Como uma doença, a corrupção inicia em certa parte do corpo político e, se não for combatida, continua a se alastrar, adverte José Antonio Martins. Entretanto, Maquiavel nunca vinculou esse processo a “desvios morais de um indivíduo ou falta de virtude de um grupo”

“São as possibilidades de retardamento ou postergação do processo da corrupção, por meio da ação política dos homens, que refletem a novidade do pensamento político maquiaveliano. Consequência direta desse argumento é que a corrupção não se coloca na esfera moral ou individual, ou seja, as causas da corrupção não estão em indivíduos isolados, mas se inserem dentro de uma lógica de ação corrupta incorporada pelos diversos atores políticos, um modo de agir corrupto que está disseminado pelos diversos órgãos ou instituições políticas da cidade”. A afirmação é do filósofo José Antonio Martins, em entrevista concedida por e-mail à IHU On-Line. Surgida primeiramente entre o povo, a corrupção passa para as instituições “quando estas não visam mais o interesse público, mas os desejos privados”. Vale ressaltar que, em todos os estágios de corrupção na esfera política, “Maquiavel nunca responsabiliza ou vincula esse processo a desvios morais de um indivíduo ou falta de virtude de um grupo. O que ele indica em várias obras é que isso tudo nasce da falta ou de pouca virtù, conceito este vinculado totalmente ao campo das ações políticas. Assim, ao contrário do que muitos defendem em nossos dias, de que a corrupção decorre de indivíduos corruptos — donde o combate à corrupção concentrar-se na caça ao corrupto —, para Maquiavel a corrupção deve ser percebida na medida em que ela se insere como prática no corpo político, prática caracterizada pela pouca participação nos negócios públicos fundamentalmente”.

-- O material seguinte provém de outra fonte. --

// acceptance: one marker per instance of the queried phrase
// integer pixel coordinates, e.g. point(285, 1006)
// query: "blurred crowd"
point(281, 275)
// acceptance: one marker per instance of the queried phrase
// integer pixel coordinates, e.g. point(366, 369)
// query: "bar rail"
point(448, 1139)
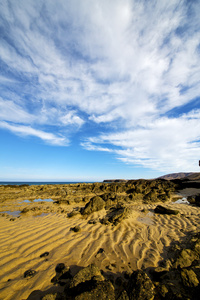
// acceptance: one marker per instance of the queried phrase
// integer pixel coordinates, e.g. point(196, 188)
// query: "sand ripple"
point(138, 242)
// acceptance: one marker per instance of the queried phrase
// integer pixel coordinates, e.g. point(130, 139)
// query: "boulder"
point(117, 214)
point(75, 228)
point(29, 273)
point(96, 203)
point(86, 274)
point(93, 290)
point(140, 286)
point(189, 278)
point(165, 211)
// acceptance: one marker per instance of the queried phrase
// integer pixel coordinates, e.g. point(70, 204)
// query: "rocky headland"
point(124, 239)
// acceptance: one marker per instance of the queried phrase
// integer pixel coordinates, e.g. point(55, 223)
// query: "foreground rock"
point(140, 286)
point(95, 204)
point(178, 277)
point(165, 211)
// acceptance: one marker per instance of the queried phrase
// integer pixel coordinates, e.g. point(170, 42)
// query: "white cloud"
point(120, 63)
point(10, 111)
point(165, 145)
point(28, 131)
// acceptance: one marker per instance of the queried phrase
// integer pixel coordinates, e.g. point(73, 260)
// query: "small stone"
point(189, 278)
point(29, 273)
point(75, 229)
point(60, 267)
point(44, 254)
point(165, 211)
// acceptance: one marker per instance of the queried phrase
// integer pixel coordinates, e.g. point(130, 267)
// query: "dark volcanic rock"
point(29, 273)
point(44, 254)
point(140, 286)
point(117, 214)
point(194, 200)
point(165, 211)
point(75, 229)
point(60, 267)
point(86, 274)
point(92, 290)
point(89, 284)
point(96, 203)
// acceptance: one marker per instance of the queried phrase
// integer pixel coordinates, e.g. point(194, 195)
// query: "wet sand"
point(140, 241)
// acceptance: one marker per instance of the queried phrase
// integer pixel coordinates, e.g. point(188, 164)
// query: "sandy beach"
point(140, 241)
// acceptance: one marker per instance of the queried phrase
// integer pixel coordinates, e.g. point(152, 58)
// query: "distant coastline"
point(40, 182)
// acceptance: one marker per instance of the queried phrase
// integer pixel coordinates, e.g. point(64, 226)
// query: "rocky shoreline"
point(117, 240)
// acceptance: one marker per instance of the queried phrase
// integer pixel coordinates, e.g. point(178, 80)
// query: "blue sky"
point(97, 89)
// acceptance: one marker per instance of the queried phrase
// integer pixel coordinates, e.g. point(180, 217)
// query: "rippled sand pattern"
point(141, 241)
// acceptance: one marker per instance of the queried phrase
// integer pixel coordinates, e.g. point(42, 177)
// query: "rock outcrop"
point(95, 204)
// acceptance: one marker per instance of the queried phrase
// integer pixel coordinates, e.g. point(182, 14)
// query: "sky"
point(98, 89)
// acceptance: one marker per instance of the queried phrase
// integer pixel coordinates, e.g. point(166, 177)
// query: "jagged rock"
point(96, 203)
point(123, 296)
point(29, 273)
point(140, 286)
point(185, 258)
point(60, 267)
point(55, 296)
point(44, 254)
point(75, 229)
point(189, 278)
point(194, 200)
point(73, 213)
point(63, 273)
point(89, 284)
point(118, 214)
point(92, 290)
point(163, 210)
point(86, 274)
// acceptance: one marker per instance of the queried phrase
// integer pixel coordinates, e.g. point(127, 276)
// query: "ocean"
point(39, 182)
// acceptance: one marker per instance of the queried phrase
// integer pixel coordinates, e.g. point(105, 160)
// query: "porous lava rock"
point(165, 211)
point(96, 203)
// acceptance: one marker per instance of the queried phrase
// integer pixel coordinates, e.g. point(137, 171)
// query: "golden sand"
point(140, 241)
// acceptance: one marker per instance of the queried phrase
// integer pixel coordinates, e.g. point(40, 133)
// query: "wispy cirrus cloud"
point(26, 131)
point(121, 68)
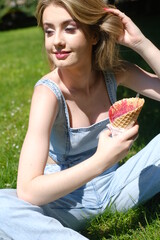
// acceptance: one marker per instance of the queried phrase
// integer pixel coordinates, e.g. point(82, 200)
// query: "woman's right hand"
point(111, 150)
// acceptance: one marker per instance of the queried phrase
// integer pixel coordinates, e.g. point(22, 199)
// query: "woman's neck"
point(82, 80)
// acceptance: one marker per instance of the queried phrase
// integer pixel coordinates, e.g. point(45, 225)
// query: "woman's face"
point(65, 40)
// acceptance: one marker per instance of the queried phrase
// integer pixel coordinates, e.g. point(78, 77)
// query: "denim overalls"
point(118, 187)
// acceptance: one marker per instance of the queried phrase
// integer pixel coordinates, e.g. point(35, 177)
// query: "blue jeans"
point(121, 188)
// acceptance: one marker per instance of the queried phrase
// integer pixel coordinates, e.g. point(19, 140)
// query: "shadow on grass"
point(110, 225)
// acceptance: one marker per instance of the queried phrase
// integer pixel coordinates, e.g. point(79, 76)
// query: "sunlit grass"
point(22, 63)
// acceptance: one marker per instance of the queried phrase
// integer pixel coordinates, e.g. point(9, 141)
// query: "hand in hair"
point(132, 36)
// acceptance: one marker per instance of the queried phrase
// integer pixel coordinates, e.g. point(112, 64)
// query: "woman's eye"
point(49, 31)
point(70, 29)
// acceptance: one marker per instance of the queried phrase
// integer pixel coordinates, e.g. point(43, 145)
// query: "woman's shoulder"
point(52, 76)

Martins analisa, também, o sucesso da obra de Maquiavel logo após seu lançamento, cinco anos depois da morte do autor, sendo até hoje uma das obras mais lidas e comentadas sobre a questão política. Outro tema da entrevista é a incompreensão de O Príncipe, tido como um libelo à monarquia. O fato é que “depois de O Príncipe, inaugura-se um novo modo de pensar o campo do político”. E acrescenta: “o pensamento político maquiaveliano nos revela algo presente ainda no nosso modo de fazer política. Nessa sua capacidade de desvelar a lógica de ação política, Maquiavel consegue retratar e explicar algo que ainda perdura, gostemos ou não, no palco das ações políticas”.

José Antonio Martins é graduado, mestre e doutor em Filosofia pela Universidade de São Paulo — USP com a tese Os fundamentos da República e sua corrupção nos Discursos de Maquiavel. Docente na Universidade Estadual de Maringá — UEM, é autor de Corrupção (São Paulo: Globo, 2008 e organizador da edição bilíngue de O Príncipe (2ª ed. São Paulo: Hedra, 2009).

Confira a entrevista.

 

IHU On-Line - Como se apresentam os fundamentos da República e sua corrupção nos Discursos de Maquiavel?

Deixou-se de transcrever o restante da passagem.